I stop short. “What did you say?”
“It’s not a rebellion,” he says very quietly. “You would know that as well as I, perhaps. It is a pilgrimage. We are calling it the Pilgrimage of Grace. And we tell each other that we have to pass through the pilgrimage gate.”
He hesitates and sees my face as I hear the words “Pilgrimage of Grace.” “We are marching under the five wounds of Christ,” he says. “And I know you, and all the good old lords of the white rose, are pilgrims just like us.”
The rebels who say they march on the Pilgrimage of Grace have captured Sir Thomas Percy, or else he has joined with them; nobody seems to know. They are under the leadership of a good man, an honest Yorkshireman, Robert Aske, and in the middle of October we learn that Aske rode into the great northern city of York without an arrow flying in its defense. They threw open the gates to him and to the force that everyone is now calling the pilgrims. They are twenty thousand strong. This is four times the force that took England at Bosworth, this is an army great enough to take all of England.
Their first act was to restore two Benedictine houses in the city, Holy Trinity and the nunnery of St. Clement. When they rang the bells at Holy Trinity, the people cried for joy as they went in to hear Mass.
My guess is that the king will do anything to avoid an open battle. The rebels in Lincolnshire have been offered a pardon if they will only go home, but why should they do so, now the massive county of Yorkshire is up in arms?
“I’m ordered to muster the tenants and to get ready to march,” Montague says to me. He has come to L’Erber as the servants are clearing away the tables after dinner. The musicians are tuning up and there is a masque to be performed. I beckon Montague to sit beside me, and I lean my head towards him so that he can speak softly against my hood.
“I am commanded to go north and put down the pilgrimage,” he says. “Geoffrey has to raise a force too.”
“What will you do?” In my pocket I touch the embroidered badge that Lord Darcy gave me, the five wounds of Christ and the white rose of York. “You can’t fire on the pilgrims.”

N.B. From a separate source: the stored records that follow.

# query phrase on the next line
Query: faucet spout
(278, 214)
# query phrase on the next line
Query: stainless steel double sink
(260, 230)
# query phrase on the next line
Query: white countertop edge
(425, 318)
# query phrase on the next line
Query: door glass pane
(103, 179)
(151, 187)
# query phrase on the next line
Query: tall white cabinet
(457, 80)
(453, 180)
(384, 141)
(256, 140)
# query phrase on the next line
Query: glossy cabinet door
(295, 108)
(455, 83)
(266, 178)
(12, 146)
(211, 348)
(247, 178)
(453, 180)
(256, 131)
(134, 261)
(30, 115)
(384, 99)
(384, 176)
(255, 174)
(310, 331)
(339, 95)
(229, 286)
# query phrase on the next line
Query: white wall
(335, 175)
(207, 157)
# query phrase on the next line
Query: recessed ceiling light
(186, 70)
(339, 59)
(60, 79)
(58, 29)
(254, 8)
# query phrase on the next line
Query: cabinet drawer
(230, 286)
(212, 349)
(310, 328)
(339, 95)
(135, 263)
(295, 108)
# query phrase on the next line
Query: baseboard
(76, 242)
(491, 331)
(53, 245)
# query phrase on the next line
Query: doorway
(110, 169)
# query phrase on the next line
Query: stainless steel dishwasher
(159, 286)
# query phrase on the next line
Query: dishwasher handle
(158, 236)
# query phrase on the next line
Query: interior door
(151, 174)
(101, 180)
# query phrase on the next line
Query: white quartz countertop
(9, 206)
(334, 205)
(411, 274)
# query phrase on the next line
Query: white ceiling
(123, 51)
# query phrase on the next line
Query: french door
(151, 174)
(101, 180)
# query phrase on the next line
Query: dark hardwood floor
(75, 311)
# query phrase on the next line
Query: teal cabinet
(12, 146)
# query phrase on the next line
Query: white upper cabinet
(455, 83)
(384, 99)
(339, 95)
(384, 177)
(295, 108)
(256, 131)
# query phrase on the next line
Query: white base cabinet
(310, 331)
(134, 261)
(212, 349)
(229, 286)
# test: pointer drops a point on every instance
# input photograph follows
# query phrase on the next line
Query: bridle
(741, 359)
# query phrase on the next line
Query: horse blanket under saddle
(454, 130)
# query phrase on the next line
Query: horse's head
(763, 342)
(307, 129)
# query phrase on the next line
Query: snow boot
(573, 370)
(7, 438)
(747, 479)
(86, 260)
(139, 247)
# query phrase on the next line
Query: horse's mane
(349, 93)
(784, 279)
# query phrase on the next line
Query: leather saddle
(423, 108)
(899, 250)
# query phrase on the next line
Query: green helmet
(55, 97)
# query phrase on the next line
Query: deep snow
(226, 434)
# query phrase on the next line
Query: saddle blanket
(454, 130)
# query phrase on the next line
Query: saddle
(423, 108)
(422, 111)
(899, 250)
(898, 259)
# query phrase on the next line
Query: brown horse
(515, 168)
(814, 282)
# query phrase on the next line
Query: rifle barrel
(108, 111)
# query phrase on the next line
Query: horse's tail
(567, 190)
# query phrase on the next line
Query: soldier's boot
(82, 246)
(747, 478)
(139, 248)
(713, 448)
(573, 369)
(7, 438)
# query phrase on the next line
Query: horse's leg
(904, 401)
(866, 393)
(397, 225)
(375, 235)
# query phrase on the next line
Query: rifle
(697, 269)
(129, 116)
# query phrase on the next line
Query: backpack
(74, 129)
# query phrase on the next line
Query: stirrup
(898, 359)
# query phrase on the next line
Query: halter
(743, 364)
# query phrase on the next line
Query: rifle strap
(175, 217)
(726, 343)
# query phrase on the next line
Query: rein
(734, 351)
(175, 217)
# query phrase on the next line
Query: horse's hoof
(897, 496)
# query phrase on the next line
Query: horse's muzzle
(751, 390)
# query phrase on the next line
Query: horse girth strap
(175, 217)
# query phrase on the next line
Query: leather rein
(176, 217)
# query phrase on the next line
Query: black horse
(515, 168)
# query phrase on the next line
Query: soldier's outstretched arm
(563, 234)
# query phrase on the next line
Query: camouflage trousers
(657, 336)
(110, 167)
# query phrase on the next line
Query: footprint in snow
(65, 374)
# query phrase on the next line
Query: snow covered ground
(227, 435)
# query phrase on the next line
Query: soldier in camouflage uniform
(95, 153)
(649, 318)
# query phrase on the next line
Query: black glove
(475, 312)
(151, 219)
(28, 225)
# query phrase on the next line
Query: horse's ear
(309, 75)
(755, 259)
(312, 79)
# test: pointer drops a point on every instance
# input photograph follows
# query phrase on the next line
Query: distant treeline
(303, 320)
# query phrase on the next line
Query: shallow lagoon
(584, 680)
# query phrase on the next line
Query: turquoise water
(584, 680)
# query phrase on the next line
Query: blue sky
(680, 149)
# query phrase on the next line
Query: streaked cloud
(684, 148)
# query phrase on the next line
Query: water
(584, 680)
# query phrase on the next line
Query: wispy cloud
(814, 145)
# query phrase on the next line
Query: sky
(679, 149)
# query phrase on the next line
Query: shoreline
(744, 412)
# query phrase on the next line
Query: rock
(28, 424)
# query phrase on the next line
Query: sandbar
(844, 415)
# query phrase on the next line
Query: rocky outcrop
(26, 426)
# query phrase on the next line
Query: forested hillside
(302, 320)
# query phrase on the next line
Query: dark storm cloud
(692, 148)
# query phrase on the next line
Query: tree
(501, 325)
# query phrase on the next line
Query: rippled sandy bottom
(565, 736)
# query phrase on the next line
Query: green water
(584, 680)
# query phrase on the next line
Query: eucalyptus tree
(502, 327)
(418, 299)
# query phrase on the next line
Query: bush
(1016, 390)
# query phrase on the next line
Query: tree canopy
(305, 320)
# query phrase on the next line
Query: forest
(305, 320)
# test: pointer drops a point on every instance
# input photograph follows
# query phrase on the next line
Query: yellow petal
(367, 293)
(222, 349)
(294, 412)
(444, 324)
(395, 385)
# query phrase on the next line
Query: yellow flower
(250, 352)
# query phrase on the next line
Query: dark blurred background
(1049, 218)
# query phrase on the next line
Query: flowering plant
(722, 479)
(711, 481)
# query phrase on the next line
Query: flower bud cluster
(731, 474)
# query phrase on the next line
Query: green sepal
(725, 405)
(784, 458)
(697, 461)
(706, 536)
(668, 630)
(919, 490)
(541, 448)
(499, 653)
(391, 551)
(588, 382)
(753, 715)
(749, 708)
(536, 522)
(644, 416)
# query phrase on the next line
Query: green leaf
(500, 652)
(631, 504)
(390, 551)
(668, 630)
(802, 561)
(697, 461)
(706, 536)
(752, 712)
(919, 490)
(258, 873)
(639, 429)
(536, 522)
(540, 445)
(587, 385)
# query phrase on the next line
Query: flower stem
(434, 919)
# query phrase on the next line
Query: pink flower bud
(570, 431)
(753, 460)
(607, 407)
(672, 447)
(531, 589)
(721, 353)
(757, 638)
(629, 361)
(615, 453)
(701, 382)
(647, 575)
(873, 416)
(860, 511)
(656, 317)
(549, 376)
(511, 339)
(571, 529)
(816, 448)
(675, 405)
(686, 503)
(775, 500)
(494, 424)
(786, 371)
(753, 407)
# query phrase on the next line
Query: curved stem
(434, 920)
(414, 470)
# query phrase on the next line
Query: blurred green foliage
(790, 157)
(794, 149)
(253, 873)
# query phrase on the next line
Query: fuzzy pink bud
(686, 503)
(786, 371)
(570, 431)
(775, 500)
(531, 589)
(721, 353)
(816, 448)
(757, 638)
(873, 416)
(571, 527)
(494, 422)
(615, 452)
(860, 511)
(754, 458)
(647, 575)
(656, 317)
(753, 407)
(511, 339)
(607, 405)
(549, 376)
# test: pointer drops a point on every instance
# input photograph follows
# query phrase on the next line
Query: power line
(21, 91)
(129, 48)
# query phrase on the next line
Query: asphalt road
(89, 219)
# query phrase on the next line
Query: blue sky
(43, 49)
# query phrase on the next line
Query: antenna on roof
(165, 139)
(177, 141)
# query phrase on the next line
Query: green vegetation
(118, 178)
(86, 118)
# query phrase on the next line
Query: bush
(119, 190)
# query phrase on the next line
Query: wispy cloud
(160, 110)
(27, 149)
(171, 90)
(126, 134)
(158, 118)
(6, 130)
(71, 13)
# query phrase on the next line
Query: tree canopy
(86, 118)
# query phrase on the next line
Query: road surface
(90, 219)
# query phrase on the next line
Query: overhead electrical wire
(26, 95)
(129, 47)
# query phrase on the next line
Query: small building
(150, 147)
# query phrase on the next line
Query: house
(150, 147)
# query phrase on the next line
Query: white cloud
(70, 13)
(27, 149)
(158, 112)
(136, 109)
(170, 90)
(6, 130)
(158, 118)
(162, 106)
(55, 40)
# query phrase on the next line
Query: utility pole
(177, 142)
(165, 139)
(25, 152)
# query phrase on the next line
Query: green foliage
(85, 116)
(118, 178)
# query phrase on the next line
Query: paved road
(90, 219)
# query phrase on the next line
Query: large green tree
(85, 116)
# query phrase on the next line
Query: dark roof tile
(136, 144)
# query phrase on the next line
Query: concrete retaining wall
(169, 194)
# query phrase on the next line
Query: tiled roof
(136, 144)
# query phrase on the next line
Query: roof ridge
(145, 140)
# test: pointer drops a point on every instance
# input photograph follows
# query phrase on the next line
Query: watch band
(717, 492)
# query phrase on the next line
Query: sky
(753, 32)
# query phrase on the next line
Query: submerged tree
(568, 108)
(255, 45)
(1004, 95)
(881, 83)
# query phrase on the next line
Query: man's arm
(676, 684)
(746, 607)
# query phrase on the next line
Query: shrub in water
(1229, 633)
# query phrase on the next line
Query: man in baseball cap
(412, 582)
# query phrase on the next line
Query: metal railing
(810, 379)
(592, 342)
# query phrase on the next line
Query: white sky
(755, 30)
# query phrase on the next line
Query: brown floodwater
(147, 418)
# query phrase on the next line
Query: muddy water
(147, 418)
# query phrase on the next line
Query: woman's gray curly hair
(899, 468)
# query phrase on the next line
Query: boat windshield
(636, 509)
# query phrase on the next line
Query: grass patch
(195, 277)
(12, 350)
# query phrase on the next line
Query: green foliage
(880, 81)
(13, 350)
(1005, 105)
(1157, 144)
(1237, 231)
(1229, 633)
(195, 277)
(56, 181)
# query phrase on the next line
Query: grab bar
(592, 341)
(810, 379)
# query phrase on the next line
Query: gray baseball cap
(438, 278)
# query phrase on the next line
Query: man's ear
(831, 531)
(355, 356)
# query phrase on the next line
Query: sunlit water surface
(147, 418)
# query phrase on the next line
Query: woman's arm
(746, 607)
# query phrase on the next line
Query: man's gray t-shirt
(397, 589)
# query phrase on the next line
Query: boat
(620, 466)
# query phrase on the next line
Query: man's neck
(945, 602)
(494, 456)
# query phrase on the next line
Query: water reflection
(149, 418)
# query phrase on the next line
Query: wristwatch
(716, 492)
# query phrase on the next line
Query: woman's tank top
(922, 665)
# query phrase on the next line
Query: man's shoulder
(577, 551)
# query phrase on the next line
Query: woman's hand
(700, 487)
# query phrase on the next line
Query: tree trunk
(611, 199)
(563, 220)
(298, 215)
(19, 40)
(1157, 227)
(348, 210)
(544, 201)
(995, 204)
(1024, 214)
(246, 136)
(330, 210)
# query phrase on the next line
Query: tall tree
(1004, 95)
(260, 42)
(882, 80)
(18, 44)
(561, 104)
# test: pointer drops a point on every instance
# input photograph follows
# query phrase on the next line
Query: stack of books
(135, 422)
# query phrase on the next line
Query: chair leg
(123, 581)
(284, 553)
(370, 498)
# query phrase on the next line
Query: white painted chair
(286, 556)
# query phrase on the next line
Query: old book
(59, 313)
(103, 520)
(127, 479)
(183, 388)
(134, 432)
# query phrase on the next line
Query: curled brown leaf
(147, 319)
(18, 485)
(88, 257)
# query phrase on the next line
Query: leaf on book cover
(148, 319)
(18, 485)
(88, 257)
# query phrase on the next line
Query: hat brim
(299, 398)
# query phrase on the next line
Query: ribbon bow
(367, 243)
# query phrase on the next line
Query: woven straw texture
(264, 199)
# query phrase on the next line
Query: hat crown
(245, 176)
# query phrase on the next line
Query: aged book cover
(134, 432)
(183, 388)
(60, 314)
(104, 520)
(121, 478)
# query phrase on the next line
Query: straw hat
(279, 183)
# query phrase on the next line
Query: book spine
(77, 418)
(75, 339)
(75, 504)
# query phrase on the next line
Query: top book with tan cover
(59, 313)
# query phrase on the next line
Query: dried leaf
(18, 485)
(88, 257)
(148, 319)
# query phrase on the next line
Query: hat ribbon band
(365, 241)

He shakes his head. “Never,” he says simply. “Besides, everyone says that when the king’s army sees the pilgrims, they’ll change sides and join them. It’s happening every day. Every letter that the king sends out with orders to his commanders he follows with one asking them if they are staying true to him. He trusts no one. He’s right. It turns out that no one can be trusted.”
“Who’s he got in the field?”
“Thomas Howard, Duke of Norfolk, and the king trusts him no farther than he can see him. Talbot, Lord Shrewsbury, is marching in support, but he is for the old religion and the old ways. Charles Brandon refused to go, saying that he wanted to be at home to keep his county down; he’s been ordered to Yorkshire against his will. Thomas Lord Darcy says he’s pinned down by the rebels in his castle, but since he’s been arguing against the pulling down of the monasteries since the first moment of the queen’s divorce, nobody knows if he’s just waiting for the right moment to join the pilgrims. John Hussey sent a letter to say he’s been kidnapped by them, but everyone knows he was the princess’s chamberlain and loves her dearly, and his wife is outright on her side. The king is chewing his nails to the quick; he’s in a frenzy of rage and self-pity.”
“And what . . .” I break off as a messenger in Montague’s livery comes into the hall and walks close to him and waits. Montague beckons him forward, listens intently, and then turns to me.